Mensaje  Invitado el Sáb 03 Mar 2012, 00:35

Ya hace 2 años y medio del parto de mi primer hijo, Rubén.
Durante el embarazo me informé en diferentes foros sobre el parto pero nunca participé en ninguno. Me he animado ha contar mi experiencia y de esta forma mostrar mi agradecimiento a tantas foreras que contaron sus historias.

Llevaba muchas noches durmiendo en el sofá porque en la cama me era imposible conciliar el sueño. Estaba a punto de cumplir la 41 semana de embarazo y ya me dolía todo. Tenía las piernas como botijos y no me bajaba el edema ni con el descanso de la noche. Estábamos en pleno agosto y eso no ayudaba mucho. Al final me resignaba a dormir a ratos y como buenamente podía. 

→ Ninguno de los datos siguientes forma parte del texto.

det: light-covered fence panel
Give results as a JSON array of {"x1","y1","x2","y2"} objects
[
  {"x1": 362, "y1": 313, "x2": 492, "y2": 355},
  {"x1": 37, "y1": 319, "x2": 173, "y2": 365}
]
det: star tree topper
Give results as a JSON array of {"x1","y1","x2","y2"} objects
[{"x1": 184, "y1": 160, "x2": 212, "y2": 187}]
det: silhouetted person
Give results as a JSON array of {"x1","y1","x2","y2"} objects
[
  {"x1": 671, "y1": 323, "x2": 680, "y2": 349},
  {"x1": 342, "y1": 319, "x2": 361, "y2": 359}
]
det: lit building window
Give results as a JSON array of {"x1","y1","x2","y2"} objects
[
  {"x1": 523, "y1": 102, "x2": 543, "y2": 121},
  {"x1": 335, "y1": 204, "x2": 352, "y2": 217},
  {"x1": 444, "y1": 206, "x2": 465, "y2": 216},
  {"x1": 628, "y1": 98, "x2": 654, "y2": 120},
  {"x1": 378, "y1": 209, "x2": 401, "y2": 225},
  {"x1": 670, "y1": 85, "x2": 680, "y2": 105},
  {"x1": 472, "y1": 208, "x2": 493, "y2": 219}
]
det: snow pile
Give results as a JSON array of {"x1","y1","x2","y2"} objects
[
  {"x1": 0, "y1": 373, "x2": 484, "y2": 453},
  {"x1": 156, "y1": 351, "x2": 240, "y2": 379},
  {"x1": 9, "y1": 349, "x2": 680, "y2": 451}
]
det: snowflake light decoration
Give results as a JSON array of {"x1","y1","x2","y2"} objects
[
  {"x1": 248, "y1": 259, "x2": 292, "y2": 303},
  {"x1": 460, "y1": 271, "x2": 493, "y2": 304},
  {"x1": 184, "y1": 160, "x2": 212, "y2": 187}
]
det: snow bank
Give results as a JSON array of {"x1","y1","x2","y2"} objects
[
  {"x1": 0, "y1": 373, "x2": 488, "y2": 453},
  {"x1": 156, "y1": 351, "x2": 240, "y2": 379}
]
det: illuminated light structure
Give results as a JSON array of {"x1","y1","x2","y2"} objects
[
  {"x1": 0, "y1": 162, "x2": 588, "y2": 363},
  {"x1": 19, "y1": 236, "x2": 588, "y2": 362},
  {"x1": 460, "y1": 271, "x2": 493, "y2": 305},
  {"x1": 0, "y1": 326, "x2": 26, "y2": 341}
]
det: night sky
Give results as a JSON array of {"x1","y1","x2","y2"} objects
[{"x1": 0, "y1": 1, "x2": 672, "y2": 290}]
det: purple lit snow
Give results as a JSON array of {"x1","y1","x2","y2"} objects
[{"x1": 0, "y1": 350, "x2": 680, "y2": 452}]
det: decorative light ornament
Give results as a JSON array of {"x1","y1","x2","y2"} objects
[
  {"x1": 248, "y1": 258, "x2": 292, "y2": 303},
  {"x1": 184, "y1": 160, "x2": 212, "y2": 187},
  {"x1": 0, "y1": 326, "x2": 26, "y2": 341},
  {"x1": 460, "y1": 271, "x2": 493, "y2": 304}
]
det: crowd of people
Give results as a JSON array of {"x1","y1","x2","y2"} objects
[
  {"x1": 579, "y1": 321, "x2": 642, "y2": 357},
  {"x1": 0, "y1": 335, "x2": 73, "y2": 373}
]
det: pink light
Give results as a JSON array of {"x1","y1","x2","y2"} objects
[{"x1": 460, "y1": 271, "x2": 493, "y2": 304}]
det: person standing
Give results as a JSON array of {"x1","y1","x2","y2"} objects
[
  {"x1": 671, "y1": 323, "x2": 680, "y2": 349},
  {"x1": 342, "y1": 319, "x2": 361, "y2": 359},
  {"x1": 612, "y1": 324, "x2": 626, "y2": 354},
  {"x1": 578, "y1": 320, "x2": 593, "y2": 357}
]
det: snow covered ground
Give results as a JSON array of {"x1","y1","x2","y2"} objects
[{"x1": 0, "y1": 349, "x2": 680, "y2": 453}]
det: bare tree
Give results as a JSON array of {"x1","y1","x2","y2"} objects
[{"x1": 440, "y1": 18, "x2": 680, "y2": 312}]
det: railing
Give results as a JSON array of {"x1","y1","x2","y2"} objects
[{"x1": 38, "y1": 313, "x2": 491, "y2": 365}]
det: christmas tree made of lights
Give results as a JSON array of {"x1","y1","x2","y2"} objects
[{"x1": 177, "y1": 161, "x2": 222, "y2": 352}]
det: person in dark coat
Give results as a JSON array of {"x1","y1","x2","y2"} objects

A las siete de la mañana del 17 de agosto de 2009 me desperté con la sensación de haber mojado la ropa interior. Nunca sabré si se trataba de orina que se hubiese escapado por una patada del peque o una pequeña rotura de la bolsa. Yo pensé que se trataba de lo segundo porque a los pocos minutos tuve la primera contracción. Cómo no quería empezar las contracciones con la bolsa rota decidí hacer un poco de reposo en el sofá. Tenía miedo de levantarme, romper del todo la bolsa y tener que marchar tan pronto al hospital. Deseaba pasar el mayor número de contracciones en casa tranquila.

Mi marido salió a trabajar a la oficina pues le dije que el tema iba para largo. Yo le iría comentando por teléfono o email la situación. Decidí tomar nota de las contracciones: duración, intensidad (suave, normalita, fuerte, jodida, super jodida) y frecuencia. Mi marido en su trabajo inquieto y mandándome correos pidiendo información. Yo mientras tanto feliz con mis contracciones. Ya me habían amenazado con el fantasma de la inducción y eso era lo que menos me apetecía. Quería un parto natural y a ser posible sin epidural. Ya había leído mucho sobre el tema y sabía que con la epi había más posibilidades de parto instrumental y episiotomía.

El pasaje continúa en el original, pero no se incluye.